Zen Guys Go Euro is a picaresque adventure about an Irish Sikh and a South African air guitarist on an Interrail trip to stop a madman from killing rap star Mabus on his European Tour. Professor Zumiez believes the rapper is Nostradamus' 'Third Antichrist', after Napoleon and Hitler, and that he must kill him in order to stop the apocalypse. When Jagjeet Singh, a devout Sikh, learns of Zumiez's plan he sets out to prevent the assassination aided by William 'Wizzo' Hapley who really just comes along for the ride. It is a race against time for the 'Zen Guys' to get to Mabus before Zumiez does.
One clear message from Joe Gotham’s writing is there is no race, creed, or culture who can claim any kind of superiority. He finds the average character in every crowd and makes their misguided adventures entertaining.
Zen Guys Go Euro weaves its way through a European travelogue, complete with the history and historic architecture of the great cities. It also recaps some of the major philosophers and prophets of the last three millennia. In fact the story ‘recto’, the pursuit of Mabus by Prof Zumiez, and Jagjeet’s and Wizzo’s attempts to stop him, is wrapped up in the travelogue. The ‘verso’ is the Zen boys doing Europe - Wizzo and Jagjeet’s world trip and the drugs, sex, and strange people they find along the way.

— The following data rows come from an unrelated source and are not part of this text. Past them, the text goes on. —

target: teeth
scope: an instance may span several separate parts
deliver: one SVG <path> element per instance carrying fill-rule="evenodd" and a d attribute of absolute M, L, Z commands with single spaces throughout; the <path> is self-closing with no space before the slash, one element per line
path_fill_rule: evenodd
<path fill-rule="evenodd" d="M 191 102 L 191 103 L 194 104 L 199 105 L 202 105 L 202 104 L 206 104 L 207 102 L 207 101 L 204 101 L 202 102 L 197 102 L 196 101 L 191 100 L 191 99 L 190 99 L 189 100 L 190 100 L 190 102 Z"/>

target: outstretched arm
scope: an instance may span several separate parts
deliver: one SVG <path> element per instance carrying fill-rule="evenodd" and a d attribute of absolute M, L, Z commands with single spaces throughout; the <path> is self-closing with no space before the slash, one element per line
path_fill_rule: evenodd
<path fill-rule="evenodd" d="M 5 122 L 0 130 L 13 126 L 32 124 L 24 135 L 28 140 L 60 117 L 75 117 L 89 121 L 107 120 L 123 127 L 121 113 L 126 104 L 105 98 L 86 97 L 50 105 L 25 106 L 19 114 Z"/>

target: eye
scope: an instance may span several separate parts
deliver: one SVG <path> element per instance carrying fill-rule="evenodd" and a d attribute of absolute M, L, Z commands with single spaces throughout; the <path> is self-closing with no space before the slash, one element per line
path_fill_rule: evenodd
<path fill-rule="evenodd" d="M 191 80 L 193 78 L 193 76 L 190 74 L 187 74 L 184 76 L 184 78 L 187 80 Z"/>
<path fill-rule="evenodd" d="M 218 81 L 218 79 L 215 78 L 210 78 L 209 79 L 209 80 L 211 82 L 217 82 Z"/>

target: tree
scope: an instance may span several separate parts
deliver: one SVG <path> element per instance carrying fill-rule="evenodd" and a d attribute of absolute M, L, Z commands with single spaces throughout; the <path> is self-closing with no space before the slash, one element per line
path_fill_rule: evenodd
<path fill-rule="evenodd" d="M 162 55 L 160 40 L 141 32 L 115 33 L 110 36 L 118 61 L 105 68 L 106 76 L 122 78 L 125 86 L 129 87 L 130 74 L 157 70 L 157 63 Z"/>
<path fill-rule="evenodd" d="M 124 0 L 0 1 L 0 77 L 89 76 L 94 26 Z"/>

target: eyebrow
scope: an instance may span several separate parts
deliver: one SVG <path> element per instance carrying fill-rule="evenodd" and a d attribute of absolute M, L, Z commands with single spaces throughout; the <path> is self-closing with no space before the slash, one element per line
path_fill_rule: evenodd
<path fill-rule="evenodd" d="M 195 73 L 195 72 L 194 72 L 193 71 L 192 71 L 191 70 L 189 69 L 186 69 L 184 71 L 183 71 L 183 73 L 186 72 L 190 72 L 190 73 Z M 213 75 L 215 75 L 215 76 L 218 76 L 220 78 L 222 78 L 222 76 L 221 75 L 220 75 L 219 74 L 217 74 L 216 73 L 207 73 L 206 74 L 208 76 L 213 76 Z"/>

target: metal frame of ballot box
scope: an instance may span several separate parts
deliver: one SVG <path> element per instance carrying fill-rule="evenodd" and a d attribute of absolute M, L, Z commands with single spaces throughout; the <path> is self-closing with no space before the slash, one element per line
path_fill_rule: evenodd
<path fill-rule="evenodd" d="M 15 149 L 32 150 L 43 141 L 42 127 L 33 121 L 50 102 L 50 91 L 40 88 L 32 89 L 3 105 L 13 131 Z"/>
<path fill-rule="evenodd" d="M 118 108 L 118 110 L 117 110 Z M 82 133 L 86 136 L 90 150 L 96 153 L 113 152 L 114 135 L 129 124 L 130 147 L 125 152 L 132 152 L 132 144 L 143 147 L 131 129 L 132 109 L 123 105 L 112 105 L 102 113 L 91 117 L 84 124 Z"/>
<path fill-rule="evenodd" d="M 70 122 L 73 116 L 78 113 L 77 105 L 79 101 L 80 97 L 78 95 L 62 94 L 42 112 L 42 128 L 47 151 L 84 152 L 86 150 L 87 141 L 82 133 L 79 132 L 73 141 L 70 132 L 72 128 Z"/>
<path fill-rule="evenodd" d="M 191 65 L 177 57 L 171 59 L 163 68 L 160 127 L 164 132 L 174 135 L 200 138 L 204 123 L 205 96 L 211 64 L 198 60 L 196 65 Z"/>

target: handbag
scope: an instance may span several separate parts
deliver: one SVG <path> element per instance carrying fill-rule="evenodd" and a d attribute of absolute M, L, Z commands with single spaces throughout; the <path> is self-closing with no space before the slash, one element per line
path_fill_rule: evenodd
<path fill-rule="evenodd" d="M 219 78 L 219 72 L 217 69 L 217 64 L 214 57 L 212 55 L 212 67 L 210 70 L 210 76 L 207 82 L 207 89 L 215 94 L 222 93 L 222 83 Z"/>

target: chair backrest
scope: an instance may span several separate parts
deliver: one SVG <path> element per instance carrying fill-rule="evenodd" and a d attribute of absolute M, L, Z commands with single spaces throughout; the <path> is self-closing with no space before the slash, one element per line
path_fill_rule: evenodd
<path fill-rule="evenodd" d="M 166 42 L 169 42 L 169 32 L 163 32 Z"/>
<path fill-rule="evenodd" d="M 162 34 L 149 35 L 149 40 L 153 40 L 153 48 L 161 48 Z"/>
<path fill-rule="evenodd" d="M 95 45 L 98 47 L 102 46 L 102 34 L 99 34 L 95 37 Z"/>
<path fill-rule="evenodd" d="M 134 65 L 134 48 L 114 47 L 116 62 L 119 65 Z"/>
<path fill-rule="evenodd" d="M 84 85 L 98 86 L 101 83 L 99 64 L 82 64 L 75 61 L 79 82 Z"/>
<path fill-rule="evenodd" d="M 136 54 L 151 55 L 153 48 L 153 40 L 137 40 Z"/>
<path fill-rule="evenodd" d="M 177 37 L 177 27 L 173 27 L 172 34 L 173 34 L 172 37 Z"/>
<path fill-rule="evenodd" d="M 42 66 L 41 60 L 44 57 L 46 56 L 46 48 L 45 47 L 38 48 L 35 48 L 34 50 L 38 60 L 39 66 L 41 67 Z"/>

The Zen boys are “Wizzo Hapley: the assficionado, the fool-pitier, the perma-stoned swear-smith”. No one ever called Wizzo smart without adding the word arse. And Jagjeet Singh, genius Irish Sikh who keeps Wizzo pointed in the right direction, drags him from harm’s way as needed, and in between reads the classics.
This is another darkly humourous tale, full of sex, drugs, and rock’n’roll, plus graffiti and air guitar, plus travel. Its only downside might be the ultimate compliment for the author. Reading ZGGE is like being there, sharing the confines of the trains, pubs, and bad motels of the world with Wizzo and Jagjeet. For me personally, I had more than I wanted of Wizzo’s company. Even Jagjeet could get away; the reader goes everywhere with him.